Nikoloz Sutidze
- Full name: Nikoloz Sutidze
- Born: 1 September 2003 (age 23) Tbilisi, Georgia
- Height: 180 cm (5 ft 11 in)
- Weight: 104 kg (229 lb; 16 st 5 lb)

Rugby union career
- Position: Hooker
- Current team: La Rochelle

Youth career
- –2021: Lelo

Senior career
- Years: Team / Apps / (Points)
- 2021–: La Rochelle / 21 / (10)
- Correct as of 4 April 2026

International career
- Years: Team / Apps / (Points)
- 2021: Georgia U18
- 2021–23: Georgia U20
- 2025–: Georgia / 6 / (0)
- Correct as of 4 April 2026

= Nikoloz Sutidze =

Georgian rugby union player

Nikoloz (Nika) Sutidze (ნიკოლოზ სუთიძე, born 1 September 2003) is a Georgian rugby union player who plays for French Top 14 club Stade Rochelais and the Georgian national team as a hooker.

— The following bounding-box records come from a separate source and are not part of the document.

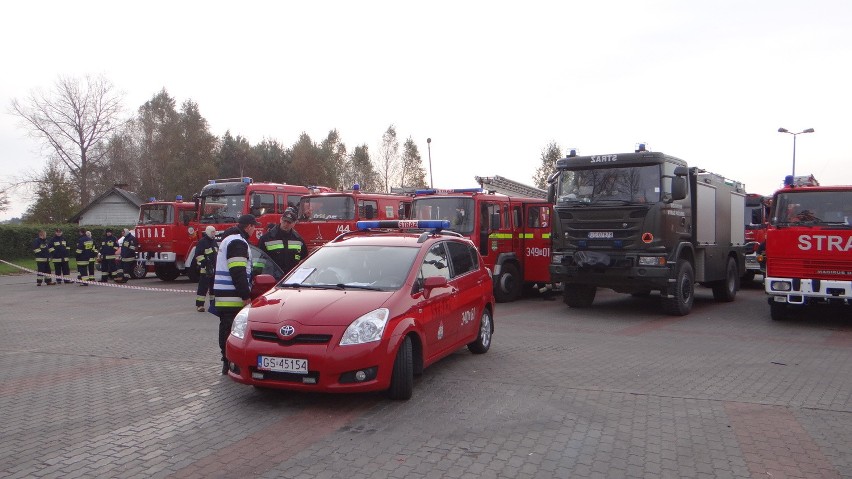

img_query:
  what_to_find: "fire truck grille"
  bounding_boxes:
[559,208,647,250]
[251,331,331,346]
[767,257,852,281]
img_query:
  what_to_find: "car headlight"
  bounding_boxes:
[231,304,251,339]
[342,308,390,346]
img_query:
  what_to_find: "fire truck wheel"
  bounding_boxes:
[769,301,790,321]
[562,284,598,308]
[662,260,695,316]
[388,336,414,399]
[713,257,740,303]
[467,308,494,354]
[130,263,148,279]
[154,263,180,281]
[494,263,523,303]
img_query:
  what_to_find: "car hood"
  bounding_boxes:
[248,289,393,326]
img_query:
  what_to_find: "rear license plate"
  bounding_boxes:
[257,356,308,374]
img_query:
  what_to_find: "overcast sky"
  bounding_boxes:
[0,0,852,220]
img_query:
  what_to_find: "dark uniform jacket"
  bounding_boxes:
[257,225,308,273]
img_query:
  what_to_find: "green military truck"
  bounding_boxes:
[549,145,746,316]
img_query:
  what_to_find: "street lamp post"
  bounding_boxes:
[778,128,814,182]
[426,138,435,188]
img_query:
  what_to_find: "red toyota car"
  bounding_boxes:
[226,221,494,399]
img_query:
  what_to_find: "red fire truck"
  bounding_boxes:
[764,177,852,320]
[411,188,553,302]
[295,185,411,251]
[742,193,772,281]
[132,196,195,281]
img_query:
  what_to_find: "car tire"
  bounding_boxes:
[662,260,695,316]
[713,257,740,303]
[154,263,180,281]
[388,336,414,400]
[467,308,494,354]
[494,263,523,303]
[562,284,598,308]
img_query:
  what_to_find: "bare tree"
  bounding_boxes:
[12,76,122,205]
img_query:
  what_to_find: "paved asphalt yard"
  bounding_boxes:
[0,275,852,479]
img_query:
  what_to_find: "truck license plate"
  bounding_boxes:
[589,231,612,239]
[257,356,308,374]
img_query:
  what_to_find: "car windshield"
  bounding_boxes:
[279,245,419,291]
[772,191,852,225]
[201,194,246,224]
[557,165,660,203]
[412,196,473,235]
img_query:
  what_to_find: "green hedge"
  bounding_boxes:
[0,224,135,261]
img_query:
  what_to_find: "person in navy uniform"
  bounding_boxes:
[213,215,258,374]
[33,230,54,286]
[100,228,118,283]
[257,208,308,274]
[195,225,219,313]
[48,228,73,284]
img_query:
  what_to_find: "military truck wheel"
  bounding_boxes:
[562,284,598,308]
[713,257,740,303]
[662,260,695,316]
[769,301,790,321]
[494,263,523,303]
[154,263,180,281]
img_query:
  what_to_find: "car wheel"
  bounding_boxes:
[494,263,523,303]
[388,336,414,399]
[662,260,695,316]
[154,263,180,281]
[562,284,598,308]
[467,308,494,354]
[713,257,740,303]
[130,263,148,279]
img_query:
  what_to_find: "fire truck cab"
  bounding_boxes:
[412,188,553,302]
[133,196,196,281]
[294,184,411,252]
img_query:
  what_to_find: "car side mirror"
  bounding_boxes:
[251,274,277,299]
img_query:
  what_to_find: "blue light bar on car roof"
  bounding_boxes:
[355,220,450,230]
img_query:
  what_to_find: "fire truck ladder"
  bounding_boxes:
[474,176,547,199]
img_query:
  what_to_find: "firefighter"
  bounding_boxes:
[257,208,308,274]
[33,230,53,286]
[116,228,139,283]
[48,228,73,284]
[195,225,219,313]
[213,215,257,374]
[100,228,118,283]
[74,228,95,286]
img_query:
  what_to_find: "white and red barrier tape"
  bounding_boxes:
[0,259,195,294]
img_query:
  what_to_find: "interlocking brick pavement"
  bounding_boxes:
[0,276,852,479]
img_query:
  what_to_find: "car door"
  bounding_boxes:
[414,241,458,362]
[446,241,490,344]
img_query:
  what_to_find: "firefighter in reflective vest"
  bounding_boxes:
[33,230,53,286]
[74,228,95,286]
[195,226,219,313]
[257,208,308,274]
[115,228,139,283]
[49,228,73,284]
[100,228,118,283]
[213,215,257,374]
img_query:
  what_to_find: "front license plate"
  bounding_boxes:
[257,356,308,374]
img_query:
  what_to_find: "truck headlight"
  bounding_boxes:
[231,304,251,339]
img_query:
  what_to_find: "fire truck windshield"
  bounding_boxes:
[412,196,474,235]
[299,196,355,221]
[772,191,852,225]
[201,195,246,224]
[556,165,660,203]
[139,204,175,225]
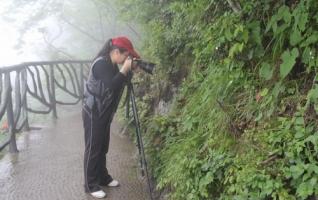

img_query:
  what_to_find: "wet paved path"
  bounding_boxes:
[0,113,149,200]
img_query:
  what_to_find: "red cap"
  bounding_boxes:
[112,37,140,58]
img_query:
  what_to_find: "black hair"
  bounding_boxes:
[94,39,128,60]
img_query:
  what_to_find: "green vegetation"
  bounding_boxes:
[118,0,318,200]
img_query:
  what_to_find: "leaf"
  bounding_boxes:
[307,85,318,102]
[229,43,244,58]
[300,31,318,47]
[280,48,299,79]
[261,88,268,97]
[259,62,273,81]
[290,28,302,46]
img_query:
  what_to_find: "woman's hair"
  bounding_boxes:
[94,39,127,60]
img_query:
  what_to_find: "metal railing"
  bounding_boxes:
[0,60,91,152]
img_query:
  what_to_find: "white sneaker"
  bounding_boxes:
[91,190,106,199]
[107,180,119,187]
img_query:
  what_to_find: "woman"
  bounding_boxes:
[83,37,139,198]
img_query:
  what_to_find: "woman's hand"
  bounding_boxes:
[120,56,132,76]
[120,56,139,76]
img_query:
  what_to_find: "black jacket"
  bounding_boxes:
[83,57,126,118]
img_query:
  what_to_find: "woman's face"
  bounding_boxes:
[115,49,129,64]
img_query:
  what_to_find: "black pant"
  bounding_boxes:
[82,106,113,193]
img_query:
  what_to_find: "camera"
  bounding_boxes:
[133,59,156,74]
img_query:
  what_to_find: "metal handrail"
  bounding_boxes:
[0,60,91,152]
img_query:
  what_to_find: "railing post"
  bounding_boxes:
[80,64,84,101]
[5,72,18,153]
[49,64,57,118]
[21,69,30,131]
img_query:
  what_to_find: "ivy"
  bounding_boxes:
[115,0,318,200]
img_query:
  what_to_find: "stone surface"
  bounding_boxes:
[0,112,150,200]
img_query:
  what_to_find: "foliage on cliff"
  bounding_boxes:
[115,0,318,200]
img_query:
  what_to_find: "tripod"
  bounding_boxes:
[126,73,153,200]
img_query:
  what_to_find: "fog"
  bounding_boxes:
[0,0,140,67]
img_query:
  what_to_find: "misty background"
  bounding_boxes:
[0,0,141,67]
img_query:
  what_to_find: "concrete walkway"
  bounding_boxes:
[0,113,149,200]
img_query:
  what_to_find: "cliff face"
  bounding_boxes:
[118,0,318,200]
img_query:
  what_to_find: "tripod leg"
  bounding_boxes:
[130,83,153,200]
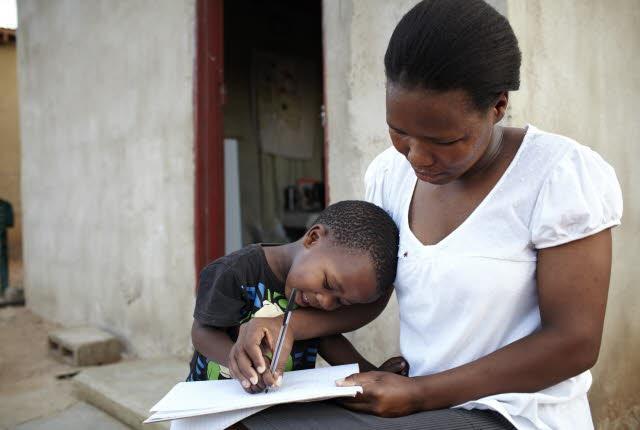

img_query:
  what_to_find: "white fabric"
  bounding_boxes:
[365,126,622,430]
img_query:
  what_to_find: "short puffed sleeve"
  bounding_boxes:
[531,144,622,249]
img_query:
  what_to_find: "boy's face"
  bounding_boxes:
[285,225,380,310]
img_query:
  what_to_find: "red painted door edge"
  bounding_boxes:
[320,1,331,207]
[194,0,225,285]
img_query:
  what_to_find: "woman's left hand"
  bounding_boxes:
[336,372,422,417]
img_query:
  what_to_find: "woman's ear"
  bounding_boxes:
[302,224,328,248]
[491,91,509,124]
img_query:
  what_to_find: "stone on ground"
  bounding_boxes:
[49,327,121,366]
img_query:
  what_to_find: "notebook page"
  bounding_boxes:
[171,406,267,430]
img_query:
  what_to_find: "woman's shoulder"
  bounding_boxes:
[364,147,415,219]
[523,129,623,249]
[365,146,411,183]
[525,125,609,166]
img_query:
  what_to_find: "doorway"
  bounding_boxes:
[223,0,324,252]
[196,0,325,271]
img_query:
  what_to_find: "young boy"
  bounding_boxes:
[187,201,398,392]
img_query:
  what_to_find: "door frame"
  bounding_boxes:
[194,0,225,276]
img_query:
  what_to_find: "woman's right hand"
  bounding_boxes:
[228,316,294,393]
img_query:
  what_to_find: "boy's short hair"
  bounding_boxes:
[315,200,399,293]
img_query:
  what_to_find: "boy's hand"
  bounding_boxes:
[229,316,294,393]
[378,357,409,376]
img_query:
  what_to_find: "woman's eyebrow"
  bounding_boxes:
[387,122,462,142]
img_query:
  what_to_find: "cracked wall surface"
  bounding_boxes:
[18,0,195,356]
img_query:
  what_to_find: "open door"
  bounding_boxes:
[194,0,225,274]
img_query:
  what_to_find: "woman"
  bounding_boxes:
[229,0,622,429]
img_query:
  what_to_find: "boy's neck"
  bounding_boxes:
[262,241,302,282]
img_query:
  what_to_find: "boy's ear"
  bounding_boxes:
[302,224,328,248]
[492,91,509,124]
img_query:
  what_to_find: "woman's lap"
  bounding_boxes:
[242,402,514,430]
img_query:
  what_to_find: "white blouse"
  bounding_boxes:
[365,126,622,430]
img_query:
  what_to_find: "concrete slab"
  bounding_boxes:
[74,358,189,430]
[16,402,131,430]
[49,327,122,366]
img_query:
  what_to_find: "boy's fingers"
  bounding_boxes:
[245,328,269,373]
[229,357,251,391]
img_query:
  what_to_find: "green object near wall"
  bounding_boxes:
[0,199,13,294]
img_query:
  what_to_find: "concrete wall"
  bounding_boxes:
[0,43,22,268]
[18,0,195,356]
[508,0,640,430]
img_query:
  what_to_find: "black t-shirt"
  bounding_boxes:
[187,244,318,381]
[193,244,287,327]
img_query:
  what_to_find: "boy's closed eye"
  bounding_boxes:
[323,274,353,306]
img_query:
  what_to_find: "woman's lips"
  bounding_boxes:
[413,169,442,182]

Previously a member of the national youth teams, he is the winner of the 2021 U18 European Championship.
==Club career==
Sutidze started playing rugby from the age of five at local club Lelo in Tbilisi. A third row initially, he switched to the hooker position after arrival at French top-league side Stade Rochelais in 2021. Sutidze made his professional debut as a substitute in a 43–22 win over Lyon on 5 October 2024 and took part in nine league games of his first season. He scored a try against the same opponents in his fourth appearance for the club in February next year.

His current contract with the club is due to expire in 2028.

==International career==
Although aged 17, Sutidze was considered prolific enough to be selected to the U20 team for an international tournament held in South Africa in the summer of 2021. He featured in all four games and helped the team with a try against Italy.

Two months later, he joined the U18 team represented at the European Championship. He was in the starting line-up for his team which won the tournament after a 27–0 win over Belgium and secured a third consecutive cup.

In 2022, Sutidze was called up again to the U20s taking part in six nations Summer Series hosted by Italy.

Sutidze drew interest from the national team coach Richard Cockerill who included him in the squad for a European Cup semifinal clash against Romania in March 2024. He made first appearance for the team in a friendly game against Japan on 22 November 2025.